PT Pertamina, Indonesia’s state oil company, and PT Perusahaan Listrik Negara plan to build eight small-size liquefied natural gas receiving terminals with a combined capacity of 1.4 million metric tons a year.
The facilities aim to guarantee supplies of the cleaner- burning fuel to Listrik Negara’s power plants in eastern Indonesia, Daniel Purba, vice president of engineering and gas projects at Pertamina, told reporters today.
Indonesia, Southeast Asia’s biggest economy and the world’s third-largest LNG exporter, is increasing domestic use of gas to make up for falling crude output from aging fields, which led to the country withdrawing from the Organization of Petroleum Exporting Countries in 2008.
“Four receiving terminals are expected to be operational at end of next year, with the rest in 2013 and 2015,” Purba said after the signing of an accord on the project in Jakarta today.
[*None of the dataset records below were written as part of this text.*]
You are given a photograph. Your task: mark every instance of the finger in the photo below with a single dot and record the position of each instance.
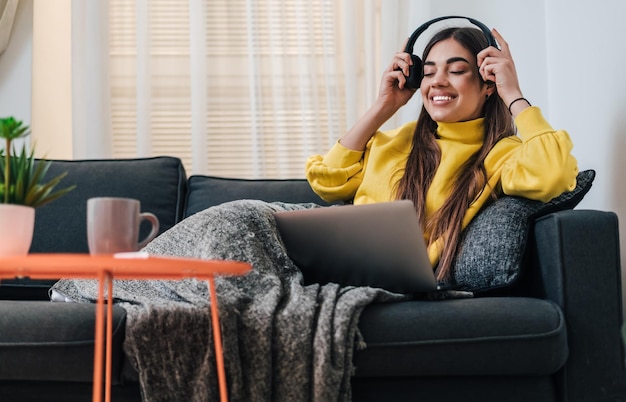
(404, 44)
(504, 46)
(402, 61)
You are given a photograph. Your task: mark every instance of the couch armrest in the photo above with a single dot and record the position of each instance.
(578, 254)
He declined to give investment and financing details.
The receiving terminals will be built in eastern Indonesia including in Balikpapan, East Kalimantan province, Pomala in Southeast Sulawesi and in Bali, according to a statement from Pertamina.
“Pertamina and Listrik Negara will form a venture to operate the terminals,” Purba said. “We’re still evaluating the source of LNG, but most likely they will come from our plant in Bontang in East Kalimantan.”
The terminal in Pomala will help Listrik secure fuel to power a ferronickel plant owned by PT Aneka Tambang, said Dahlan Iskan, president director of the Indonesian state utility.
LNG is natural gas chilled to liquid form for transportation by ships to places not connected by pipelines. Qatar and Malaysia are the world’s largest and second-biggest exporters of the fuel, respectively.